Recorrer la medina es adentrarse en un universo de zocos, talleres de artesanos y monumentos históricos. La Universidad de Al Qarawiyyin, considerada la universidad más antigua del mundo en funcionamiento, destaca por su arquitectura y su importancia histórica en la educación islámica y el pensamiento intelectual del Magreb. Otro de los atractivos más emblemáticos son las curtidurías de Chouara, donde se continúa trabajando el cuero de manera artesanal, utilizando técnicas que se mantienen intactas desde hace siglos. Los colores, olores y sonidos de este lugar crean una experiencia sensorial inolvidable.

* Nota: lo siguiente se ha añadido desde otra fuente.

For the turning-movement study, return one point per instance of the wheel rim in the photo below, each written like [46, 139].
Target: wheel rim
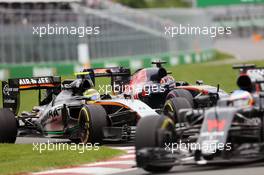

Fez también ofrece otros sitios históricos y culturales, como la Medersa Bou Inania, un magnífico ejemplo de arquitectura religiosa y educativa; la Puerta Bab Boujloud, famosa entrada azul que marca el acceso a la medina; y los palacios y museos, que reflejan la riqueza artística de la ciudad. Además, sus calles están llenas de talleres de cerámica, tejidos, joyería y artículos de madera tallada, lo que convierte a la ciudad en un auténtico centro de artesanía marroquí.
Más allá de la medina, Fez ofrece una vida cotidiana rica en tradiciones: mercados de alimentos, cafés tradicionales, panaderías artesanales y festivales culturales que celebran la música, la poesía y la gastronomía local. Todo ello convierte a Fez en un destino imprescindible para quienes desean conocer el corazón cultural y espiritual de Marruecos.
En definitiva, Fez combina historia, religión, arte y artesanía en un entorno vibrante y auténtico, ofreciendo a los viajeros una experiencia profunda que conecta con la tradición y la identidad marroquí.